Remark : if a class has been made non-copyable at design, it is likely for a good reason; so it is not recommended to workaround this trait using such a trick, unless you know what you are doing and all the consequences !

To top

An alternative to PBA using text or XML archives made portable

In some circonstances, it may be useful to use the Boost text and XML archives in somewhat portable way. For example, we may want to benefit of the XML archive's human-friendly format for debugging purpose before to switch to the PBA for production runs. However, the text and XML archives provided by the Boost serialization library are not strictly portable, particularly because they does not support the serialization of non-finite floating point numbers. This is because the serialization of floating point numbers depends on some formatting features of standard I/O streams.
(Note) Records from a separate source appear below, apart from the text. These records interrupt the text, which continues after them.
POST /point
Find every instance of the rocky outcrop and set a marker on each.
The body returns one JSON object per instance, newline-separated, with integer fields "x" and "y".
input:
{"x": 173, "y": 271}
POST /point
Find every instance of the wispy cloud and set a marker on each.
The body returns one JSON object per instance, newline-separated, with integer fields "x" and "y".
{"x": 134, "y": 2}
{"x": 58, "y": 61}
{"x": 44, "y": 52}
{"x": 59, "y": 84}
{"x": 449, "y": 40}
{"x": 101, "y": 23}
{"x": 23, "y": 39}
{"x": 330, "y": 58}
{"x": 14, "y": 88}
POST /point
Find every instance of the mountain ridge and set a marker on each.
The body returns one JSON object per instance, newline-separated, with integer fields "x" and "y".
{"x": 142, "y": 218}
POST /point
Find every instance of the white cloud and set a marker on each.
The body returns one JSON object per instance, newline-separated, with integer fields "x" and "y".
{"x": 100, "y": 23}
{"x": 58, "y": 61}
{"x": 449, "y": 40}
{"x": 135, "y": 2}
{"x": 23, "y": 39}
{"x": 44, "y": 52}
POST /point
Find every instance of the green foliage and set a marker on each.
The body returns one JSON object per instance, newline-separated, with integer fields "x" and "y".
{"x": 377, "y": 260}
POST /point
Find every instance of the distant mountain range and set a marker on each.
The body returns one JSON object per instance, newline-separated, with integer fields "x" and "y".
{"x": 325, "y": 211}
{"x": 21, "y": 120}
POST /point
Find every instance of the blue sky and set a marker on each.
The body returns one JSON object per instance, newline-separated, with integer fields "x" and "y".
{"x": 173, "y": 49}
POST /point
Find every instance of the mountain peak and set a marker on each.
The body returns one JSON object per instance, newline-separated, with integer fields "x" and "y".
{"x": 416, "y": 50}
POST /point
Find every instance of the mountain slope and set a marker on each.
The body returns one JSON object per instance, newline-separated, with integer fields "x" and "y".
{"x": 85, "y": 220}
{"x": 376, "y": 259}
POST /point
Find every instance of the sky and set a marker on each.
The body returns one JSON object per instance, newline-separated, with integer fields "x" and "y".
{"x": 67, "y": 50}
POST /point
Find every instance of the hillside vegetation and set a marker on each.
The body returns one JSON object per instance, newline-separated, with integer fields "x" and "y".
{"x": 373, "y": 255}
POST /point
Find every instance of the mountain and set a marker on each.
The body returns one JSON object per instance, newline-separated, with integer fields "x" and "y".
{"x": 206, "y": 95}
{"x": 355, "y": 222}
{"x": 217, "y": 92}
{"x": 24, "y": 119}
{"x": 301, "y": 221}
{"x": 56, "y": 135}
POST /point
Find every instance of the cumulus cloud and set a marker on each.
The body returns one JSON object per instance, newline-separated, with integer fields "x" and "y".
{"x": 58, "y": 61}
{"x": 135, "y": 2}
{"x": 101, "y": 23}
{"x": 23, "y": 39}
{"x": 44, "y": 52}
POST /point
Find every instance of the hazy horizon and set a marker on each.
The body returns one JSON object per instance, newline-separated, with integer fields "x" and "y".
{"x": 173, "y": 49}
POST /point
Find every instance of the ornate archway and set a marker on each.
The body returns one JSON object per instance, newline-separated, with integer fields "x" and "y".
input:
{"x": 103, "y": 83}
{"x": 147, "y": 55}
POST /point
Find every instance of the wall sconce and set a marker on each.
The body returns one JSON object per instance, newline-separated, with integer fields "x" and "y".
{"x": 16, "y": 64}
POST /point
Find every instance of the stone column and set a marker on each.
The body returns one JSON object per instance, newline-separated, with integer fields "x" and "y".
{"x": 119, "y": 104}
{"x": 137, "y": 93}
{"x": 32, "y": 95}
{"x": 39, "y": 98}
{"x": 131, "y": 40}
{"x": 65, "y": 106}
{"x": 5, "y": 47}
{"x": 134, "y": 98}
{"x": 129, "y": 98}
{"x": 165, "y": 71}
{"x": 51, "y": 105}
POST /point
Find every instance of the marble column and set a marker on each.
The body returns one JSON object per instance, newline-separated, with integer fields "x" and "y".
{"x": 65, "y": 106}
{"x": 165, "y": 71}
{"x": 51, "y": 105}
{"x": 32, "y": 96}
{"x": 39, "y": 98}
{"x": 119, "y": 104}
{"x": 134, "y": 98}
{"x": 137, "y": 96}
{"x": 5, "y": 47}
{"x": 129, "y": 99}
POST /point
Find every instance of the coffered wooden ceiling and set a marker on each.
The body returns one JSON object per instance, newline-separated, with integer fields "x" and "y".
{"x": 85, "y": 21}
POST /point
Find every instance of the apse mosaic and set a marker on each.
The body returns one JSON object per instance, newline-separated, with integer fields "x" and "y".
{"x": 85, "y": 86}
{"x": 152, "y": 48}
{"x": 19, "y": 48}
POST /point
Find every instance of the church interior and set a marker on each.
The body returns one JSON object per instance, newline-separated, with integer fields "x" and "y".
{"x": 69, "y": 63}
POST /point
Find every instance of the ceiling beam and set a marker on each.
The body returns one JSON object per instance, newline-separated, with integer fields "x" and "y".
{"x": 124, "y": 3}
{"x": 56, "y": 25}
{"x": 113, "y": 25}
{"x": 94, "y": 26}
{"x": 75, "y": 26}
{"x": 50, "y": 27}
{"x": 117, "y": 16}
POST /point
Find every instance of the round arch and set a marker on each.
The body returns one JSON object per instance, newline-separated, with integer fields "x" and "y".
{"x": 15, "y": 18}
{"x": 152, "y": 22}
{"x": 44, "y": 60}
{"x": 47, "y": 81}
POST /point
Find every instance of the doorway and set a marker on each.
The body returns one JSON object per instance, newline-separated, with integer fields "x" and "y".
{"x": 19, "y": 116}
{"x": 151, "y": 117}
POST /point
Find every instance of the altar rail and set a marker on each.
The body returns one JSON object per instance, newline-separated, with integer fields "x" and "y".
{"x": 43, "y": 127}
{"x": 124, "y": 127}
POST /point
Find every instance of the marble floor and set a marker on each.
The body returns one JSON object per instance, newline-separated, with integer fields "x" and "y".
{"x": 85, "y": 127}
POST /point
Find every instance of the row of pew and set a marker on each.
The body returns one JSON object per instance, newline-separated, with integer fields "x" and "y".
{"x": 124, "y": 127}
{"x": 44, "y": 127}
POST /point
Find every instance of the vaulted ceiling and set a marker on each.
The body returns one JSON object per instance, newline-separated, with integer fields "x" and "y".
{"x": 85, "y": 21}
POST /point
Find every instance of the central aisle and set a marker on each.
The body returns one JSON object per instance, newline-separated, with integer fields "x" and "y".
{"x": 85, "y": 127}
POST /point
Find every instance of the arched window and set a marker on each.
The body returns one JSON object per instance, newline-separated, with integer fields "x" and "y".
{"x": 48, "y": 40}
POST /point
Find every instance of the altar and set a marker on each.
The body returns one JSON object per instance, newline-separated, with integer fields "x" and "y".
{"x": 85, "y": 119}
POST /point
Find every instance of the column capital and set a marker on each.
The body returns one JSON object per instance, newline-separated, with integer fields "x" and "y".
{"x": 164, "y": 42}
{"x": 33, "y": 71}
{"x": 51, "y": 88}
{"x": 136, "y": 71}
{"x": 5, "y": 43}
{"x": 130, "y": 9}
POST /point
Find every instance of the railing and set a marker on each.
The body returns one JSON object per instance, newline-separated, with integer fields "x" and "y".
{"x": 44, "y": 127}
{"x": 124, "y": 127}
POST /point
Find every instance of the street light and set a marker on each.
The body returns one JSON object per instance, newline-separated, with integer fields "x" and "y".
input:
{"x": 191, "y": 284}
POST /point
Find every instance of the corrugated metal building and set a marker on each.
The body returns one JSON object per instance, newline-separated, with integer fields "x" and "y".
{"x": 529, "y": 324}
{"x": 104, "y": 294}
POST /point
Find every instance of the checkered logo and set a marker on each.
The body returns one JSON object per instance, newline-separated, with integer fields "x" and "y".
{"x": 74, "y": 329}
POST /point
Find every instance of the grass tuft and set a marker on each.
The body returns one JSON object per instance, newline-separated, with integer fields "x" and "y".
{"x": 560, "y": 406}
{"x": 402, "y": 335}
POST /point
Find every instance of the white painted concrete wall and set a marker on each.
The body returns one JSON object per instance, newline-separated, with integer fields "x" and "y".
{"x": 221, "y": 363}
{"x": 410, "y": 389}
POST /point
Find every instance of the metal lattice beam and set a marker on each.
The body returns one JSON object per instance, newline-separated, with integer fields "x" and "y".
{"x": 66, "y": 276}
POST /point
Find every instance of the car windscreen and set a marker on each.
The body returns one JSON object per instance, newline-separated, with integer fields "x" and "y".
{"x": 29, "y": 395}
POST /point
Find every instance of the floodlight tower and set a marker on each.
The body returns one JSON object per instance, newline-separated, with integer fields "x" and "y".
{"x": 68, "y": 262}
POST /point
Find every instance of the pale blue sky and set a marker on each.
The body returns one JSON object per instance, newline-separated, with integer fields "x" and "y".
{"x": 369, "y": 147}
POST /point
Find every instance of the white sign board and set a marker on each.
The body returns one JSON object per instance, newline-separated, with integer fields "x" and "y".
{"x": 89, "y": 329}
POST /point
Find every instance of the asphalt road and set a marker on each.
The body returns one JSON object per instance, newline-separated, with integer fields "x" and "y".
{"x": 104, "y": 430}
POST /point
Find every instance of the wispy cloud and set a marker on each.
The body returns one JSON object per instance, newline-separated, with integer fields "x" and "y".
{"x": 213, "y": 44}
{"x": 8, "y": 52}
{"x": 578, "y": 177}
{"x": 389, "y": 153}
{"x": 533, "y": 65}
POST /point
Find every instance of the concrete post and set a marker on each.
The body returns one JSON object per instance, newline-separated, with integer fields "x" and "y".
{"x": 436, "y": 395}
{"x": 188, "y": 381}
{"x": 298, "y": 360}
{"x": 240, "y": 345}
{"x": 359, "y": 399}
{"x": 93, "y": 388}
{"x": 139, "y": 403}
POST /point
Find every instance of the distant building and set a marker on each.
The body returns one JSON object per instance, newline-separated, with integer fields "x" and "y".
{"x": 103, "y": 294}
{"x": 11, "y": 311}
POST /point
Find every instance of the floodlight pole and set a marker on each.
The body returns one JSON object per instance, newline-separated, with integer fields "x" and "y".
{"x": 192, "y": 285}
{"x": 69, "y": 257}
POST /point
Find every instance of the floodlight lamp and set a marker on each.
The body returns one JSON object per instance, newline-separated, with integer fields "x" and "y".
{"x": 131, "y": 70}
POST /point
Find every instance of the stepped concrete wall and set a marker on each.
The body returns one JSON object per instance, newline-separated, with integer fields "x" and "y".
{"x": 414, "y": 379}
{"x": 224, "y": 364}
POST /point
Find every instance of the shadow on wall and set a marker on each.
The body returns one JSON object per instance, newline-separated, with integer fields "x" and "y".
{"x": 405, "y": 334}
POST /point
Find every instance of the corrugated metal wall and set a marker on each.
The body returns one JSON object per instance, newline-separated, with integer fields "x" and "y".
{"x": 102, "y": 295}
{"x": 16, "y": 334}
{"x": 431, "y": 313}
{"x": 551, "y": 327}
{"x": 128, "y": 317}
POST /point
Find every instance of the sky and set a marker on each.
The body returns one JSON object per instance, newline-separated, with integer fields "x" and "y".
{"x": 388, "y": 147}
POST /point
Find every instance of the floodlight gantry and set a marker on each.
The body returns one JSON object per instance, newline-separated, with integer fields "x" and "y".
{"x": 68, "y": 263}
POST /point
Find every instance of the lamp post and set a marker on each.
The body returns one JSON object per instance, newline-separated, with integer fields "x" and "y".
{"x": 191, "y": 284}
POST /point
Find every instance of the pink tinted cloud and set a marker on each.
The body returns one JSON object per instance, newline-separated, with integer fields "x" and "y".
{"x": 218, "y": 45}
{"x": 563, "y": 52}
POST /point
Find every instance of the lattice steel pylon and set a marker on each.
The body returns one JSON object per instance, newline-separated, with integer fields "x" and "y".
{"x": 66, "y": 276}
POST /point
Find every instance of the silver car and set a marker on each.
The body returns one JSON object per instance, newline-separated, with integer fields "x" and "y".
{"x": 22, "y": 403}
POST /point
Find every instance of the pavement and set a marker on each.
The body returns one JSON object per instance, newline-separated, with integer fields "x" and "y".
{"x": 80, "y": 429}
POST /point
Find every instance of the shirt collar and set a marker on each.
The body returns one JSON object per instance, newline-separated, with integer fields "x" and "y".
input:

See the tutorial_pba_7.cpp sample program below :

 The tutorial_pba_7.cpp source code Download   Show/hide
/** tutorial_pba_7.cpp
 *
 * (C) Copyright 2011 François Mauger, Christian Pfligersdorffer
 *
 * Use, modification and distribution is subject to the Boost Software
 * License, Version 1.0. (See accompanying file LICENSE_1_0.txt or copy at
 * http://www.boost.org/LICENSE_1_0.txt)
 *
 */

/**
 * The intent of this program is to serve as a tutorial for
 * users of the portable binary archive in the framework of 
 * the Boost/Serialization library. 
 *
 * This example shows how the default behaviour of standard 
 * I/O streams does not support the read/write operations of 
 * non-finite floating point values in a portable way.
 *
 */

#include <string>
#include <iostream>
#include <sstream>
#include <limits>

using namespace std;

int main (void)
{
  {
    float x = numeric_limits<float>::infinity ();
    double y = numeric_limits<double>::quiet_NaN ();
    cout.precision (8);
    cout << "x = " << x << endl;
    cout.precision (16);
    cout << "y = " << y << endl;
  }

  {
    string input ("inf nan");
    istringstream iss (input);
    float x; 
    double y;
    iss >> x >> y;
    if (! iss)
      {
	cerr << "Cannot read 'x' or 'y' : non finite values are not supported !" << endl;
      }
  }
  return 0;
}

// end of tutorial_pba_7.cpp


Depending on the system, one can get some various representation respectively for the infinity and NaN values :

Usually one can print such non finite values in an output stream (using such a non portable representation), but parsing it from an input stream fails !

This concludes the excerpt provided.